How would I do this?
On
$$f(x,y) =\begin{cases} \frac{xy^2}{x^2 + y^4}, & \text{if $(x,y) \ne 0$} \\ 0, & \text{if $(x,y)= 0$} \end{cases} $$
Note that ax $x\to 0$,
along straight lines
$$ y=mx \implies f(x,mx)= \frac{m^2x}{1+m^4x^2} \to 0$$
along another curve, $$ y=\sqrt x \implies f(x,\sqrt x)= \frac{x^2}{x^2+x^2} \to 1/2$$
Thus the limit at $(0,0)$ does not exist.
On
Note
$$ \left |\frac{xy^2 }{x^2+y^2}\right| = |y|\left |\frac{xy }{x^2+y^2}\right| \le |y|/2.$$
We have used the basic inequality $|xy| \le (x^2+y^2)/2$ here. It follows that the limit at $(0,0)$ is $0,$ so $f$ is continuous at $(0,0).$ Thus the problem is in error.

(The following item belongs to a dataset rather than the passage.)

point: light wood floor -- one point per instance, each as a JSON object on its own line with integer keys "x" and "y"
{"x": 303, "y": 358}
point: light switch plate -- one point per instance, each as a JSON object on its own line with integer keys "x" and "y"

However, it is possible to find a function $g$ continuous along every straight line through $(0,0),$ with $g(0,0)=0,$ such that $g$ is not continuous at $(0,0).$
On
Let $$f(x,y) =\begin{cases} \frac{xy^2}{x^2 + y^4}, & \text{if $(x,y) \ne 0$} \\ 0, & \text{if $(x,y)= 0$} \end{cases}$$
Now observe that for $(c_1,c_2)\neq (0,0)$ the map $t\mapsto (t c_1, t c_2)$ define an arbitrary straight line that pass by the points $(0,0)$ and $(c_1,c_2)$ and we find that
$$\frac{xy^2}{x^2+y^4}=\frac{tc_1c_2^2}{c_1^2+t^2 c_2^4}=\frac{c_1 c_2^2}{\frac{c_1^2}t+t c_2^4}\to 0,\quad\text{as } t\to 0$$
Then $f$ is continuous through straight lines that pass by the origin. Now to show that $f$ is not continuous at $(0,0)$ is enough to make the change $x=y^2$, then
$$\lim_{(y^2,y)\to(0,0)}f(y^2,y)=\lim_{y\to 0}\frac{y^4}{2y^4}=\frac12\neq 0$$
To show that it's continuous along straight lines:
Approach the origin along the half line $(x,y) = (r\cos\theta,r\sin\theta)$, where $r>0$ and $r\to 0^+$.
\begin{eqnarray*} \frac{xy^2}{x^2+y^2} &\rightsquigarrow& \frac{r^3\cos\theta\sin^2\theta}{r^2\cos^2\theta+r^2\sin^2\theta} \\ \\ &\equiv& \frac{r^3\cos\theta\sin^2\theta}{r^2} \\ \\ &\equiv& r\cos\theta\sin^2\theta \end{eqnarray*} As $r\to 0$, $r\cos\theta\sin^2\theta \to 0$ for all $\theta$.